Could Labour, under a new leader, go into the next election with a manifesto promising to start negotiations to rejoin the EU? It is beginning to look like a real possibility given Wes Streeting’s assertion that Britain should rejoin the customs union. If Britain were to become part of the customs union, it would make questionable sense to remain outside the single market, and if Britain were to rejoin the single market, it could be sold as little more than a tidying-up exercise to apply for full membership of the EU.
Streeting’s remarks have left Keir Starmer – who spent months in opposition calling for a second referendum which he hoped would overturn the result of the first – in the odd position of looking (relatively) like a Eurosceptic. As he points out, joining the customs union would undo two of his government’s genuine achievements: completing the trade deal with India which was begun by the Conservatives, and negotiating a better carve-out from Trump’s punitive tariffs than Ursula von der Leyen managed for the EU.
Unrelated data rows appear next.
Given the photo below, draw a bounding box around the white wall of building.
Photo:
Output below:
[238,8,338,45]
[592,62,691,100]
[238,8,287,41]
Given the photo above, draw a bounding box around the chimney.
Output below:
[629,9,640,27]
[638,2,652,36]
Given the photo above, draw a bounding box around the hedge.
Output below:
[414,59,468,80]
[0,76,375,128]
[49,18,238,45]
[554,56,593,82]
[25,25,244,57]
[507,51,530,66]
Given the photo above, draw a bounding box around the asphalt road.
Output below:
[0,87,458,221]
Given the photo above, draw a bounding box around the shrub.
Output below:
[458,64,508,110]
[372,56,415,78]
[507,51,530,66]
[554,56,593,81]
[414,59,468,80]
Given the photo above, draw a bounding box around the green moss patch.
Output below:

Adopting a more pro-EU position is arguably Labour’s greatest chance of remaining in power
Does anyone really think that a Streeting-led Labour party would stop at rejoining the customs union? That would leave us in the dreaded worst-of-all-worlds position of being half-in, half-out of the EU. We would have to live with EU trade deals which had been negotiated with the interests of the EU’s 27 members in mind, not with Britain’s. We would no doubt have to pay to join, shelling out billions more than we are already paying for Starmer’s reset deal and for rejoining the Erasmus scheme. And you could bet, given that we would still be outside the single market, that the EU would dream up ways of making life difficult for UK exporters. If we were back in the customs union, you can bet the debate would move swiftly on to full membership.
Streeting’s position does, however, make political sense for him – assuming he covets the Labour leadership (which of course he denies). According to YouGov, around eight in 10 Labour voters agree that Britain should rejoin the customs union. Such a promise could well pull in Liberal Democrat and Green voters, too. It would also prepare the way for Streeting to vault to the position of full EU membership once he was installed in Downing Street.
Adopting a more pro-EU position is arguably Labour’s greatest chance of remaining in power after the next election. Like it or not, membership of the bloc has become a touchstone issue for the liberal-left. Labour doesn’t have a great chance of staying in power after 2029 whatever it does – to judge by how its poll ratings have begun to slip below the still-dire position of the Tories. But by unashamedly committing itself to rejoining the EU, Labour would then at least stand for something, which it doesn’t at the moment.
How would Reform and the Conservatives cope with a Labour party promising a bold policy of rejoining the EU? They could find themselves splitting the Eurosceptic vote while Labour reeled in the Rejoin vote. Perhaps their best hope is to remind Green and LibDem voters that a vote to rejoin the EU would be a vote to weaken Britain’s net zero policies. It would mean, for example, that Britain’s ban on new petrol and diesel cars would have to be delayed from 2030 to 2040.
One of the Leave campaign’s main arguments was that a Britain free of EU ties could deregulate on social and environmental issues, thereby becoming more business and growth-friendly. Yet that is not how things have turned out. Perversely, Britain has become keener to regulate on many issues. Turning Greens into Eurosceptics could go on to deny victory to a Streeting-led pro-EU Labour party.